For several days already I've been stuck with a problem in R, trying to make duplicate levels in multiple factor columns in data frame unique using a loop. This is part of a larger project.
I have more than 200 SPSS
data sets where the number of cases vary between 4,000 and 23,000 and the number of variables vary between 120 and 1,200 (an excerpt of one of the SPSS
data sets can be found here). The files contain both numeric and factor variables and many of the factor ones have duplicated levels. I have used read.spss
from the foreign package to import them in data frames, keeping the value labels because I need them for further use. During the import R warns me about the duplicated levels in the factor columns:
> adn <- read.spss("/tmp/adn_110.sav", use.value.labels = TRUE,
use.missings = TRUE, to.data.frame = TRUE)
Warning messages:
1: In read.spss("/tmp/adn_110.sav", use.value.labels = TRUE, use.missings = TRUE, :
/tmp/adn_110.sav: Unrecognized record type 7, subtype 18 encountered in system file
2: In `levels<-`(`*tmp*`, value = if (nl == nL) as.character(labels) else paste0(labels, :
duplicated levels in factors are deprecated
3: In `levels<-`(`*tmp*`, value = if (nl == nL) as.character(labels) else paste0(labels, :
duplicated levels in factors are deprecated
The data frame, exported as .RData
, can be found here. When I use table
(for example) to get the counts for each level of any factor column, all duplicated levels are displayed, but the counts for all duplicated levels are added to the first occurrence of the duplicate levels and for all others 0s are returned:
> table(adn[["adn01"]], useNA = "ifany")
Incorrect Incorrect Partially correct Partially correct
8 0 4 0
Correct <NA>
2 1
Warning message:
In `levels<-`(`*tmp*`, value = if (nl == nL) as.character(labels) else paste0(labels, :
duplicated levels in factors are deprecated
I know I can easily treat the factor as.numeric
when calling table
. However, I need the level names displayed in the output. I can use make.unique
to make the levels for individual factor columns unique, appending a number at the end of the duplicate levels:
> levels(adn[["adn01"]]) <- make.unique(levels(adn[["adn01"]]), sep = " ")

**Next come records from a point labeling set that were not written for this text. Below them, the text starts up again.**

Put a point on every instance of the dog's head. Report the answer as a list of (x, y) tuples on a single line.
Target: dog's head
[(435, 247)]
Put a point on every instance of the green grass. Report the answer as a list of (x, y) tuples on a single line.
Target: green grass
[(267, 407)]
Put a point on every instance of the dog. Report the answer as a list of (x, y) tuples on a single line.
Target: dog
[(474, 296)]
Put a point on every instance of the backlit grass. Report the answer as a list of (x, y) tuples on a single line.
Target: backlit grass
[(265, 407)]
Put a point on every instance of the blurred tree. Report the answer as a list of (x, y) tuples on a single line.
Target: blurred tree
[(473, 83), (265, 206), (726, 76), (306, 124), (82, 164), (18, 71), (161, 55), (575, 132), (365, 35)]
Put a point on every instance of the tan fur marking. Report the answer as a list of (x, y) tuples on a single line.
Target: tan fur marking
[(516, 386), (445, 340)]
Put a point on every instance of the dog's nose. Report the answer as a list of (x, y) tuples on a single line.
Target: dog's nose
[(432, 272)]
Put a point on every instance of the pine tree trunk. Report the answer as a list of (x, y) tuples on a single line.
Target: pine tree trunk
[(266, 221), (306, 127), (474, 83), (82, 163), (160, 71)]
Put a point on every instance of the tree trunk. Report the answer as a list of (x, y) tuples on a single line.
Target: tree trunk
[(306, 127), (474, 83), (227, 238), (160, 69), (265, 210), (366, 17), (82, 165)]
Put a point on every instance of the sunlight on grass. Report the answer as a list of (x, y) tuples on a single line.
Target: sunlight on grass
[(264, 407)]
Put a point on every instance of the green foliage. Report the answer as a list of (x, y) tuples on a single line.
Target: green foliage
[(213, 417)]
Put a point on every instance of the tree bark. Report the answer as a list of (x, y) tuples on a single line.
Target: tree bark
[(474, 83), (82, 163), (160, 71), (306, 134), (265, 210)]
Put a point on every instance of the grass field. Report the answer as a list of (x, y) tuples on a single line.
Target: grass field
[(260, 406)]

Works like a charm. Then table
shows me the correct counts:
> table(adn[["adn01"]], useNA = "ifany")
Incorrect Incorrect 1 Partially correct
5 3 1
Partially correct 1 Correct <NA>
3 2 1
However, doing this for each factor column in each of the more than 200 files, where the number of variables vary between 120 and 1,200, would be a mission of a lifetime. And if the files change I will have to redo everything. I naively thought looping through the ccolums would be easy. However, make.table
requires names. I have tried the following:
> lapply(adn[ , 1:length(adn)], make.unique(as.vector(attr(adn[ , 1:length(adn)],
"levels"))))
Error in make.unique(as.vector(attr(adn[, 1:length(adn)], "levels"))) :
'names' must be a character vector
No luck. I have tried many other things in the last days, including classical for
loops. Still the same: 'names' must be a character vector
. I guess the problem is in indexing the attribute levels
of the columns, which is a list component, but I can't figure out what. Additional issue may be that not all columns are factors. Can someone help?
EDIT:
The solution provided by akrun works perfectly. Thank you once again!